Back home, Fair attended a business college, the Stenotype School of Chicago. He got a job as a court reporter after finishing school in 1955 and remained in that profession for 12 years. Fair kept writing outside of work hours, and he published various short writings in the Chicago Defender, Ebony, Chat Noir, and other publications. His first novel, Many Thousand Gone: An American Fable, was issued by Harcourt in 1965.

Fair's first novel covered a span of a century, from the Civil War to the 1960s, in 120 terse pages. It presented a fictional town called Jacobsville, Mississippi, whose residents remained unaware that slavery was no longer in existence. Against this backdrop, Fair unfolded the various forms of governmental and extralegal horrors that befell African Americans beginning in the Reconstruction era. Reviewers praised the unique bitter tone of Fair's descriptions of rape and lynching, but many failed to appreciate the symbolism of the novel's plot, which was directed toward the idea that African Americans had to wake up to the repression under which they lived.

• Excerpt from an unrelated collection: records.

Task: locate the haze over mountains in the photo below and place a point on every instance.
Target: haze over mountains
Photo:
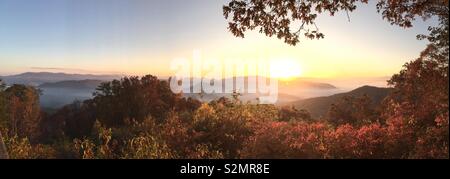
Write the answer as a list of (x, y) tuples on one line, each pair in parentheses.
[(319, 106), (59, 89)]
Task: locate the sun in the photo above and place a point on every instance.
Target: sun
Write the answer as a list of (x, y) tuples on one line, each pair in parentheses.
[(285, 69)]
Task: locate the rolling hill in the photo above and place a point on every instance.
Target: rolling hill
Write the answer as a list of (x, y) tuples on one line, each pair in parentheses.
[(38, 78), (319, 106)]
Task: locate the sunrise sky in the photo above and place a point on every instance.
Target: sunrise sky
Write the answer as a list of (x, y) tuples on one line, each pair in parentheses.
[(137, 37)]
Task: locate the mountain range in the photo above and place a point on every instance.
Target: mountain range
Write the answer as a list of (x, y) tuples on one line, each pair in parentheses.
[(38, 78), (319, 106)]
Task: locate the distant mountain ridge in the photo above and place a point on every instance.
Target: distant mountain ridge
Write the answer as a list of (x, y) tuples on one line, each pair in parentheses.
[(38, 78), (73, 84), (319, 106)]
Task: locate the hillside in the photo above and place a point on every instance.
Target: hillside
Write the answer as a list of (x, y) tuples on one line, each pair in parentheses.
[(319, 106), (73, 84), (58, 94), (38, 78)]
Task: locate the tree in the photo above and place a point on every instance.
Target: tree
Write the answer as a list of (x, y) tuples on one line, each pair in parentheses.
[(294, 114), (278, 17), (3, 151), (23, 113)]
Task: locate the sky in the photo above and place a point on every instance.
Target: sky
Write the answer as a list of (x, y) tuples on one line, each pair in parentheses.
[(138, 37)]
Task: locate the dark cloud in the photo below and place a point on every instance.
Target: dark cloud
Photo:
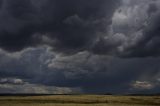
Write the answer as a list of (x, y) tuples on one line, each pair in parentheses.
[(100, 37), (72, 25)]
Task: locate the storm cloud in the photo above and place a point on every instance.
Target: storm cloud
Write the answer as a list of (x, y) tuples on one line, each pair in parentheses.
[(68, 46)]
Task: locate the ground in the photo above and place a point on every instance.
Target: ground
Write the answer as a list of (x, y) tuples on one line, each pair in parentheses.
[(79, 100)]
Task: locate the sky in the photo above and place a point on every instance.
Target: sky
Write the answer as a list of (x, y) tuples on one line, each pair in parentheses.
[(80, 46)]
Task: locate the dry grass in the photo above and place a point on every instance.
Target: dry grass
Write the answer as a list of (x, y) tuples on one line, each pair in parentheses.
[(80, 100)]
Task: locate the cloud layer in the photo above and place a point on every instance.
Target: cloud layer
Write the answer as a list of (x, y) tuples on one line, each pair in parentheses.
[(79, 46)]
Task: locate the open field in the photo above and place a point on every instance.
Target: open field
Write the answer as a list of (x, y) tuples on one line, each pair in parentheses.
[(79, 100)]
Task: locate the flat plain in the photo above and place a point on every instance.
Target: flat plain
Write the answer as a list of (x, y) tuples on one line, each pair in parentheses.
[(79, 100)]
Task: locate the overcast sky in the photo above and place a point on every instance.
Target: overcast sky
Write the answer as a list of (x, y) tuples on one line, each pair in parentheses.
[(80, 46)]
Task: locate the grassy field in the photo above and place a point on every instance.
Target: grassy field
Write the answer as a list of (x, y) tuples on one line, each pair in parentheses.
[(80, 100)]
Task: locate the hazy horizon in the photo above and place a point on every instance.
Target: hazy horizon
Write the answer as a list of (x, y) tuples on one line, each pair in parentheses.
[(80, 46)]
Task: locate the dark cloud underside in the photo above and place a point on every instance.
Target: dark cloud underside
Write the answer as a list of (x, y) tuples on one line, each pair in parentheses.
[(89, 46)]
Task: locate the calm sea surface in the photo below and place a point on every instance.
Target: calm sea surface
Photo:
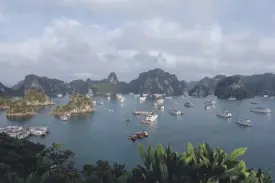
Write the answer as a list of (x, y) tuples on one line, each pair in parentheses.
[(104, 134)]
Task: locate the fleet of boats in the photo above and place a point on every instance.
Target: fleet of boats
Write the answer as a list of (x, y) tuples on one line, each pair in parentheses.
[(176, 112), (20, 132), (254, 102), (188, 104), (224, 114), (261, 110), (150, 117), (242, 121)]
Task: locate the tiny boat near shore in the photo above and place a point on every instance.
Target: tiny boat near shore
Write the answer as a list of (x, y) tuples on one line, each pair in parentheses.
[(207, 107), (176, 112), (138, 135), (254, 102), (188, 104), (261, 110), (150, 118), (245, 122), (224, 114)]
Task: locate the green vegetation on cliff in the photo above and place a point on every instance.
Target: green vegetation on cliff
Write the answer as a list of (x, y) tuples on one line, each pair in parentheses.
[(159, 165), (231, 87), (34, 97), (77, 104)]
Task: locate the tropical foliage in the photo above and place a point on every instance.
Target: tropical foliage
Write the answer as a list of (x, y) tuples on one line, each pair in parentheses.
[(161, 165)]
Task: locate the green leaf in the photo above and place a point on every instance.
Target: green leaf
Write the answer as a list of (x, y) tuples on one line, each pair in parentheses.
[(188, 159), (160, 150), (142, 153), (190, 148), (237, 153)]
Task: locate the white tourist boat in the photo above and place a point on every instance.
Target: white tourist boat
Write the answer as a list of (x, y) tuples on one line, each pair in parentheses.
[(245, 122), (261, 110), (38, 131), (254, 102), (24, 134), (188, 104), (176, 112), (224, 114), (100, 103), (152, 117), (142, 99), (210, 102), (207, 107), (64, 117), (137, 95), (59, 95)]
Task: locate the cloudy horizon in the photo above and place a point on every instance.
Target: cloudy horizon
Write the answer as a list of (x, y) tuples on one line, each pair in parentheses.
[(80, 39)]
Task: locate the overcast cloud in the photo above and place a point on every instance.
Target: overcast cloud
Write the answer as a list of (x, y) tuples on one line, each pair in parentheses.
[(77, 39)]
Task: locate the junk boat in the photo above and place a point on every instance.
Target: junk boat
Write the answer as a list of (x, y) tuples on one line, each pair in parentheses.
[(210, 102), (100, 103), (261, 110), (188, 104), (142, 99), (224, 114), (245, 122), (64, 117), (150, 118), (59, 95), (254, 102), (23, 134), (176, 112), (141, 113), (207, 107), (38, 131), (138, 135)]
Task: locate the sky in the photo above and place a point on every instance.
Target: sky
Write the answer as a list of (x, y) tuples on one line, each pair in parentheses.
[(79, 39)]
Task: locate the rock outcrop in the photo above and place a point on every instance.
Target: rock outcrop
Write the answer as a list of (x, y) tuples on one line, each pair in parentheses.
[(78, 104), (231, 87)]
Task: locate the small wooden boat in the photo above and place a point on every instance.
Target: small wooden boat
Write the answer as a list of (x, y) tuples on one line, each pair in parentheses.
[(138, 135)]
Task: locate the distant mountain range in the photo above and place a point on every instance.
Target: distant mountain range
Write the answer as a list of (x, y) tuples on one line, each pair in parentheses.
[(152, 81)]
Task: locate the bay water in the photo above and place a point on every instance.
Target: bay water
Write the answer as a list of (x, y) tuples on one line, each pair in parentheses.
[(104, 135)]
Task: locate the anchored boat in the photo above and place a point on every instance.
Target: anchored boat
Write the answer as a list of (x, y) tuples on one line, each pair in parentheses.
[(138, 135), (207, 107), (261, 110), (176, 112), (188, 104), (150, 118), (245, 122), (224, 114)]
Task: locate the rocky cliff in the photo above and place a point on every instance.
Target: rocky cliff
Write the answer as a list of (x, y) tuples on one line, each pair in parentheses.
[(157, 81), (153, 81), (6, 91), (231, 87), (205, 86), (260, 84)]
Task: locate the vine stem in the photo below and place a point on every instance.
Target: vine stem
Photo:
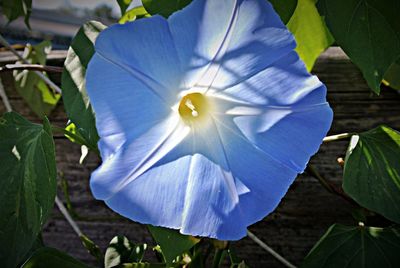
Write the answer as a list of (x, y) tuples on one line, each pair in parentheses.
[(5, 98), (58, 202), (328, 185), (4, 42), (338, 137), (269, 250)]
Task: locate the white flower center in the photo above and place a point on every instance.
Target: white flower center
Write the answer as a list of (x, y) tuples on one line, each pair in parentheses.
[(193, 107)]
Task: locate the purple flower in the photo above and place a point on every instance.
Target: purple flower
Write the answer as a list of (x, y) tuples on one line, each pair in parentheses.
[(205, 119)]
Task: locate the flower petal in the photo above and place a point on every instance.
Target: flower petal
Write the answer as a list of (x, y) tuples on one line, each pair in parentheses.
[(125, 108), (282, 110), (284, 83), (266, 179), (157, 196), (144, 47)]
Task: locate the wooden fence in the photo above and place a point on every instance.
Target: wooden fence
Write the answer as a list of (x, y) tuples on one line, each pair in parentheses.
[(305, 212)]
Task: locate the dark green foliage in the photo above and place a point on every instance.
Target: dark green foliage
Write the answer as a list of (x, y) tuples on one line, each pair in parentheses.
[(355, 247), (28, 183), (368, 31), (372, 171), (76, 101)]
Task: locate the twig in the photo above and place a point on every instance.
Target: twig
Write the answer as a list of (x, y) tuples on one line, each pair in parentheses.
[(328, 185), (338, 137), (269, 250), (4, 42), (5, 98), (31, 67)]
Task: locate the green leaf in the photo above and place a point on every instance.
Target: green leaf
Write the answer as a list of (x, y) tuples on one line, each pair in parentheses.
[(392, 76), (133, 14), (123, 5), (355, 247), (121, 251), (171, 242), (372, 171), (76, 100), (12, 9), (310, 32), (164, 7), (40, 98), (28, 184), (49, 257), (368, 31), (92, 248), (284, 8), (143, 265)]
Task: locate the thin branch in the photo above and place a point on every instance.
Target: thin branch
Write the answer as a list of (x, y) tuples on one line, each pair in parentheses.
[(269, 250), (68, 217), (328, 185), (5, 98), (338, 137), (31, 67), (4, 42)]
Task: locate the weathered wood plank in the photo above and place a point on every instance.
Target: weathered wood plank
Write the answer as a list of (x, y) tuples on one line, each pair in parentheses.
[(304, 213)]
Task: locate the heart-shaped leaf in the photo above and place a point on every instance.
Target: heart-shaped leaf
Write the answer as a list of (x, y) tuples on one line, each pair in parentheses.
[(368, 31), (28, 184), (355, 247), (76, 100), (372, 171)]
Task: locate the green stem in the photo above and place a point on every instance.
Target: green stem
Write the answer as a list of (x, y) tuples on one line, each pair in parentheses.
[(68, 133), (313, 172), (338, 137), (328, 185), (51, 84), (72, 135)]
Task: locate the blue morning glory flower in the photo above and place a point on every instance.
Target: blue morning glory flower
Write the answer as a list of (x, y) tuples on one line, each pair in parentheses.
[(205, 119)]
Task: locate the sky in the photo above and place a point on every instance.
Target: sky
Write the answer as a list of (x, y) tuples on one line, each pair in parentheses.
[(54, 4)]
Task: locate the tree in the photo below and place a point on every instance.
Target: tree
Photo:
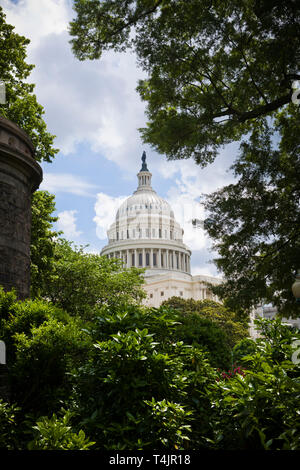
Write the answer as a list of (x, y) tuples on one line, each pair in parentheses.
[(43, 239), (255, 223), (219, 72), (213, 67), (82, 281), (21, 104)]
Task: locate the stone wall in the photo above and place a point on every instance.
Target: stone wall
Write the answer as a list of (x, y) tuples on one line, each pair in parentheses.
[(20, 175)]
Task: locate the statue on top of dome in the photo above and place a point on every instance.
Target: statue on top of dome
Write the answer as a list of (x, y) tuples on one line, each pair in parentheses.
[(144, 165)]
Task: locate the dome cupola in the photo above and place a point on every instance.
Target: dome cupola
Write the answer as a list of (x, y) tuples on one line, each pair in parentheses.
[(145, 233)]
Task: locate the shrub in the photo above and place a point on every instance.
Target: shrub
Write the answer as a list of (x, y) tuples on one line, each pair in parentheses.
[(56, 434)]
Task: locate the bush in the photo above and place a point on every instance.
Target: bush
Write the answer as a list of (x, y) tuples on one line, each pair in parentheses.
[(134, 374), (8, 426), (56, 434), (260, 409)]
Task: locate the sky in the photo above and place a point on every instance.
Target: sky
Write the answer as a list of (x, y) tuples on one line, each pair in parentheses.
[(94, 111)]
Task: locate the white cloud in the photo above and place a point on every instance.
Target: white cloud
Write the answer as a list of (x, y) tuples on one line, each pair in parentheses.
[(91, 101), (67, 183), (106, 207), (36, 19), (67, 223)]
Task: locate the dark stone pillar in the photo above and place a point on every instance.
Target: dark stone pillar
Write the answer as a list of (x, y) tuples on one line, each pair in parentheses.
[(20, 176)]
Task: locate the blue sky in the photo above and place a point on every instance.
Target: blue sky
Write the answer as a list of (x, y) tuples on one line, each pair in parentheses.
[(94, 111)]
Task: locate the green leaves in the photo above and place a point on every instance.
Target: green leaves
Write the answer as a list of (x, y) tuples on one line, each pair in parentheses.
[(213, 67), (81, 282), (56, 434), (21, 104)]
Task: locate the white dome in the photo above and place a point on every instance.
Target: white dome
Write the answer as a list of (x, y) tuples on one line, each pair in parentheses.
[(144, 201), (145, 232)]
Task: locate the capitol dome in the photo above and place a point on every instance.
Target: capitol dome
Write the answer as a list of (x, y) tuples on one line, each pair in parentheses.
[(145, 233)]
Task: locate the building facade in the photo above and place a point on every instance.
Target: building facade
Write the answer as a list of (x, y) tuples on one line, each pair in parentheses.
[(145, 234)]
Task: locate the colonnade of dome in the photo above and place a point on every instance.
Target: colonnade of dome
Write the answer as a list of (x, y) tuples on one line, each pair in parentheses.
[(145, 233)]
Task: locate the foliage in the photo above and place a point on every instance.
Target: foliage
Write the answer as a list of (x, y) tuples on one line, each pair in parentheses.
[(43, 238), (56, 434), (260, 409), (8, 425), (44, 344), (234, 328), (21, 105), (81, 281), (213, 67), (245, 347), (258, 243), (203, 332), (219, 72), (136, 378)]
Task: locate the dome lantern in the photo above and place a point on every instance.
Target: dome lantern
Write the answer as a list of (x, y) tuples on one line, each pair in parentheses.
[(145, 233)]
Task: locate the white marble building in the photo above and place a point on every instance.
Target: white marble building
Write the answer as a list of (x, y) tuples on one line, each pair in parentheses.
[(145, 234)]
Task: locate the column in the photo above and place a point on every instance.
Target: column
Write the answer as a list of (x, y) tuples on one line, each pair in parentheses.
[(144, 261), (128, 259)]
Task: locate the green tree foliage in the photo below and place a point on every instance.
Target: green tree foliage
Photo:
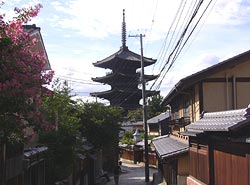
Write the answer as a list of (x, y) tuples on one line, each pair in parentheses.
[(135, 115), (100, 124), (127, 138), (63, 123)]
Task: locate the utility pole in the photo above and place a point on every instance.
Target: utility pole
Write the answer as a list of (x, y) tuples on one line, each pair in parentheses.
[(144, 111)]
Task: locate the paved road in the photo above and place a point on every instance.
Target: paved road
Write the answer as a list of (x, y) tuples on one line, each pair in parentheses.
[(132, 175)]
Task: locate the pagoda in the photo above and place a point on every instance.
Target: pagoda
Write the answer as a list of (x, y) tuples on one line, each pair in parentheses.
[(123, 79)]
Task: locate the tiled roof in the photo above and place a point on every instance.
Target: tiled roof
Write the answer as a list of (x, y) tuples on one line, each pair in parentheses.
[(188, 81), (221, 121), (159, 118), (124, 54), (29, 152), (169, 146)]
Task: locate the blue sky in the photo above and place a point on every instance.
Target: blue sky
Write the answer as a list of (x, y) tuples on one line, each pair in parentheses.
[(78, 33)]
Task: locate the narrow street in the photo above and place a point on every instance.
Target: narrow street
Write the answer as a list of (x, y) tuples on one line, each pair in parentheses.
[(132, 174)]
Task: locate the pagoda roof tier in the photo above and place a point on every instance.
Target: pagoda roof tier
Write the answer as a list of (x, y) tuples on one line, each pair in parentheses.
[(112, 78), (124, 57), (122, 94)]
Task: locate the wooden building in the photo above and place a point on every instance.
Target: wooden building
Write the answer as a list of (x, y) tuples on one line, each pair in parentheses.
[(172, 159), (224, 86), (159, 125), (123, 78), (220, 148)]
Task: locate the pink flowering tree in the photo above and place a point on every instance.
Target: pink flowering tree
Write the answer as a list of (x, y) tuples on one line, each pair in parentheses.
[(22, 77)]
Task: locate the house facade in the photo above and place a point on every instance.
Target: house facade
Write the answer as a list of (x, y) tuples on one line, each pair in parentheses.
[(219, 150), (221, 87)]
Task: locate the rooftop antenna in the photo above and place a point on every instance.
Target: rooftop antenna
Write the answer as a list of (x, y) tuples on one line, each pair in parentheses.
[(124, 31)]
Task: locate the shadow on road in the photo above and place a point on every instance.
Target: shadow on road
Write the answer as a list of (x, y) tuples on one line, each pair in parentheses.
[(132, 174)]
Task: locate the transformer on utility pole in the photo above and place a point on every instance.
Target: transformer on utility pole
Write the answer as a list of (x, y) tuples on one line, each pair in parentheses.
[(144, 111)]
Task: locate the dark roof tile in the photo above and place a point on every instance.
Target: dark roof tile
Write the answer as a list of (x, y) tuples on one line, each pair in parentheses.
[(221, 121), (169, 146)]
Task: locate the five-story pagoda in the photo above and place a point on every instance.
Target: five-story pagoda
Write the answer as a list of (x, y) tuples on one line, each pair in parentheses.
[(123, 79)]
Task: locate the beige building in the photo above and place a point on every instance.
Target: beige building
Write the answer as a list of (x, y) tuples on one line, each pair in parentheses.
[(224, 86)]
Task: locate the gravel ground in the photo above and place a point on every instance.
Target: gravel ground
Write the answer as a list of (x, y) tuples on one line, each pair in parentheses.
[(132, 174)]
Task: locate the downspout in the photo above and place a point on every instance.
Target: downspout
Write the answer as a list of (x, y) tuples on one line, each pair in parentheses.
[(234, 93), (191, 103), (227, 95)]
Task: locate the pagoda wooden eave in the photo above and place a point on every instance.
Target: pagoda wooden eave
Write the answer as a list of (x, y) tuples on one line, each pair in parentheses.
[(117, 75), (121, 56), (127, 92)]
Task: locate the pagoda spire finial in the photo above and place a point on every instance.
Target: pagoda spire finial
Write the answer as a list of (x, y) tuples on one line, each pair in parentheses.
[(124, 31)]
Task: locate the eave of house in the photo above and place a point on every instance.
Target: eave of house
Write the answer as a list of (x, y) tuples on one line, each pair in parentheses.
[(189, 81)]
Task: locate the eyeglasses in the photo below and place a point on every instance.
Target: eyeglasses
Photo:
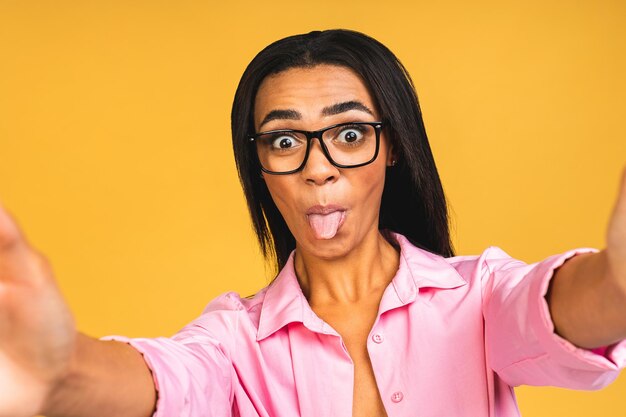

Fair worked as a writer for a year as an Encyclopedia Britannica writer while readying his second novel, Hog Butcher, for publication. Hog Butcher remains perhaps the best known of Fair's writings. In 1975 it was made into a film called Cornbread, Earl and Me, featuring future superstar Laurence Fishburne as the ten-year-old protagonist and narrator, and it was published in paperback under that title. The book tells the story of a police coverup intended to conceal a mistaken fatal shooting of budding basketball star "Cornbread" Maxwell. Rich with detail about the lives of transplanted Southern blacks in Chicago and about the myriad ways in which the city's government and society were stacked against them, Hog Butcher, in the words of Bernard W. Bell in The Contemporary Afro-American Novel, showed "the continuing appeal of traditional realism and naturalism to some contemporary black novelists."

In 1967, Fair took a job teaching literature at Chicago's Columbia College. He moved on to Northwestern University the following year and also married his second wife, Neva June Keres, with whom he had one more child. With the help of awards and fellowships that included a stint at Wesleyan University's Center for Advanced Studies in 1969 and an Arts and Letters Award the following year, Fair became a full-time writer. He taught at Wesleyan as a visiting professor in the 1970-71 academic year.

Despite his new freedom from a nine-to-five workday, Fair's productivity as a writer slowed down somewhat. His next book, World of Nothing, did not appear until 1970. True to form, Fair changed direction and confounded expectations yet again with that book, which consisted of two short novellas, both with elements of pointed, edgy satire. The story that gives this book its title is a picturesque but sharp and partly surreal portrait of a group of black Chicagoans whose lives interact, while "Jerome" dealt with sexual abuse in the Catholic church and, like several of Fair's earlier works, featured a youthful central character.

In 1971 Fair went to Europe. Later in life he would bemoan the lack of opportunities available to African-American writers, but he was drawn to Europe while he was still riding high career-wise. Like many black creative figures before him, Fair felt liberated in Europe from American racial tensions. He and his wife spent several months in Sweden with support from that country's government culture ministry, and then enjoyed six months in 1972 in a French villa on an academic house exchange. Fair, according to From Harlem to Paris author Michel Fabre, announced a plan to "buy a house over here and return HOME to France." Later, however, despite having disliked Sweden's cold climate, he moved to Finland and remained there.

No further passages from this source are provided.